In truth, Rin hadn't thought she could pry the truth straight from Yun Shi; she came because every other path was a dead end.

"I don't know..." Rin admitted, confusion like a knot that wouldn't loosen.

"But I have to know," she said, and drew a gun from her coat; the barrel touched Yun Shi's head, cold as winter steel.

"..." Silence pooled like a shadow around Yun Shi. She knew the magazine was nearly dry; forcing a fight would only make the ending uglier.

"Tell me—who are you?" Rin asked, the demand a blade against silk.

She was ready to use an ugly method to get a vital answer; its weight hung like a millstone.

In the Underworld, the Night Phantom was the worst famed and the most elusive Witch; legend wrapped her like fog.

People only knew she came from one of the three darkest Clan Heads in the Underworld—a traitor—but no one knew which, a mask over a mask.

They knew she was strong, yet her weakness was a locked box no one had found.

They didn't even know what face she really wore.

"This isn't your style," Yun Shi said, the words soft as dust, but firm.

"Then tell me how you'd know that," Rin shot back. "Only people close to me know my style. We've never met—so why do you?"

Yun Shi had no answer; her gaze drifted upward to bare earth and stone, like someone looking for stars in a cave.

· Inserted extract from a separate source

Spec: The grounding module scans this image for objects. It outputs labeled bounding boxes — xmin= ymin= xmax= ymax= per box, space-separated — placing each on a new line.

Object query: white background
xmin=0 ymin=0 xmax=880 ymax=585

She'd never thought the day would come when her past was dragged into the light; you can choose to forget, but memory clings like burrs.

"Night Phantom, last chance," Rin said, muzzle pressed tight, cold sipping into skin. "Do you know Yuuya?"

"I do," Yun Shi said, the admission falling like a pebble into still water.

Rin's expression said as much—of course—and she pressed on, voice a lantern brought closer. "Then what's your relationship with him?"

Why ask that? Yun Shi felt a wave of helplessness, like a tide hitting rock.

She stood, not minding the muzzle at her back, and took a few slow steps forward; Rin thumbed off the safety, ready to fire.

"If you stay silent, I won't hesitate," Rin warned, the words a drawn blade.

"I don't want to be silent," Yun Shi said, weariness like a shadow at noon. "But you keep forcing me into helpless choices."

Slowly, Yun Shi raised a hand and unhooked her Goggles; as her hand fell, she turned to face Rin, a mask set aside like shed skin.

—!

"You..." Rin forgot even to lower the gun, staring dumbfounded at the girl with her face unveiled, as if a cloud had torn from the moon.

"Two years, isn't it?" the girl said, Goggles in hand, a wry smile like a cut that never healed.